The Grangemouth site, which includes the adjacent oil refinery 49pc-owned by PetroChina, has lost almost £600m over the past four years. It is currently losing about £10m a month due to the combination of high labour costs and dwindling feedstocks.

Even allowing for the cost of shipping ethane from America, Mr MacLean said: “Typically, the feedstock being landed here will be 50pc of the price of the gases being sourced from the North Sea.”

To store the imported gas, Ineos plans to invest £125m on a 40m-high gas storage tank, capable of holding 33,000 tonnes of ethane, and related infrastructure. It will feed a site using 1,500 to 2,000 tonnes a day.

Tom Crotty, an Ineos group director, said the construction contract for the tank is expected to be awarded by the end of the first quarter next year. The bidders are the UK-listed Babcock International and Germany’s TGE - the company that built a smaller tank for Ineos’s Rafnes plant in Norway.

In the run-up to the first ethane imports in the second quarter of 2016, Ineos will also close some older assets - details of which triggered a fresh row on Monday with the Unite union.

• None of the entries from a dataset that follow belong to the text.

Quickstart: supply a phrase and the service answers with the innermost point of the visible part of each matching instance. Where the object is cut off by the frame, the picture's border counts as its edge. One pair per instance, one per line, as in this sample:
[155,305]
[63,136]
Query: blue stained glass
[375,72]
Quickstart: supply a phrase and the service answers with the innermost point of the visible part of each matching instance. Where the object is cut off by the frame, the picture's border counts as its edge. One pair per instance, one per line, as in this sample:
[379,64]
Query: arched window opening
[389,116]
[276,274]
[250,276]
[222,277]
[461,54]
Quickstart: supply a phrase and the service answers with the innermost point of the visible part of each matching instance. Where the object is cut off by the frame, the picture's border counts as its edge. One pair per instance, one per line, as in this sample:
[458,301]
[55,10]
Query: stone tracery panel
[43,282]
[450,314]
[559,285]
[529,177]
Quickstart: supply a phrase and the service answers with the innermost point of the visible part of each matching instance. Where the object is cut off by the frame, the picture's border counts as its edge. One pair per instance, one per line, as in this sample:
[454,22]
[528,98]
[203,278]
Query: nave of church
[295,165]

News that Ineos plans to close its Naphtha cracker in the second quarter of 2015 - plus a smaller Benzene plant by the end of this year and a Butadiene facility in early 2015 - led to reports of 200 job cuts among the recently reprieved 800-strong workforce. However, Mr MacLean insisted: “We don’t expect there to be any material job losses.”

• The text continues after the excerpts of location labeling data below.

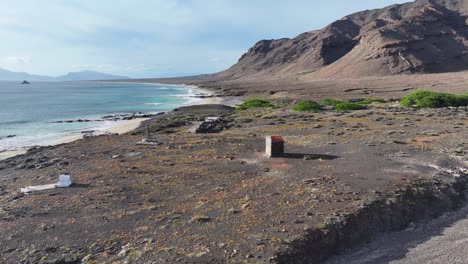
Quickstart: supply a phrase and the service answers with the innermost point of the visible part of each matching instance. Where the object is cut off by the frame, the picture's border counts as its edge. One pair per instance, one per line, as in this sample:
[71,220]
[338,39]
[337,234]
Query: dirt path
[444,240]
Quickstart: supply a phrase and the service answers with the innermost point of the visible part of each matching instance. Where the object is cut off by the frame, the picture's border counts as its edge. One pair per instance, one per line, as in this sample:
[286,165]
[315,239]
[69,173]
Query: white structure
[64,182]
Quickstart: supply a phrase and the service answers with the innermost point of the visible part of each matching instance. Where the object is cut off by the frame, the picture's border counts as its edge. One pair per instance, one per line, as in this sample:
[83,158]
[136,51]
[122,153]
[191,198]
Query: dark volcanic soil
[215,198]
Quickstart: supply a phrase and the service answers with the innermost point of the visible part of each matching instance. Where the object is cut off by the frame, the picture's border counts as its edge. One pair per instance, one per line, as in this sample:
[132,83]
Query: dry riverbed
[215,198]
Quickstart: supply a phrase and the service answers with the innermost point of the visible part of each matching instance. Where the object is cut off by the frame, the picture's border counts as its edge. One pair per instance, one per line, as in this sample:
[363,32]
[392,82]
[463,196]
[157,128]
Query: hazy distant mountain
[90,76]
[6,75]
[20,76]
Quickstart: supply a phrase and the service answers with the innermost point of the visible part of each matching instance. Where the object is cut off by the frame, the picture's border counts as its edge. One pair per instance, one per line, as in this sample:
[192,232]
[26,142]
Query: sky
[153,38]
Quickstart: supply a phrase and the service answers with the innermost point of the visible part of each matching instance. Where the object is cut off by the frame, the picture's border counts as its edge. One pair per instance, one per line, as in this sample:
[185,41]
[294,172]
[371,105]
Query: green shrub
[328,101]
[345,106]
[306,105]
[370,101]
[254,103]
[429,99]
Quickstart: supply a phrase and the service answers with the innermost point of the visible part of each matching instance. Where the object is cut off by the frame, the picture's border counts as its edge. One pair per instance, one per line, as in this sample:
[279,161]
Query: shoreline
[127,126]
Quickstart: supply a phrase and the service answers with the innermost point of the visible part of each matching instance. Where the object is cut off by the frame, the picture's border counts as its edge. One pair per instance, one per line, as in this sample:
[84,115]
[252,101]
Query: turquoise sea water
[28,111]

He said the closures would put a maximum of 50 jobs at risk and that many of these would be redeployed or offset by new recruits.

He said current consultation with the unions, including a pay freeze and the axing of the final salary pension scheme, would cut about £40m a year off Grangemouth’s £200m cost base.

The £300m investment plan includes expected losses until 2016, while the £125m spend on the new storage tank project is expected to be underwritten by the Government’s £40bn infrastructure loan guarantee scheme.

Mr MacLean stressed Swiss-based Ineos would still have to borrow at commercial rates from a bank: “The only thing the Government is doing is allowing that bank to lend us money which we probably would not be able to borrow because we are a loss-making company.

They are not giving us free money,” he said. Ineos’s controlling shareholder Jim Ratcliffe said in October he would close the Grangemouth chemicals plant after Unite told workers not to sign up to his cost-cutting “survival plan”.

After the union relented at the eleventh hour, Mr Ratcliffe reprieved the plant, saying his planned £300m investment gave it a “great future”. He added at the time: “We can’t put £300m into a plant that’s going to fail. That would just be stupid.”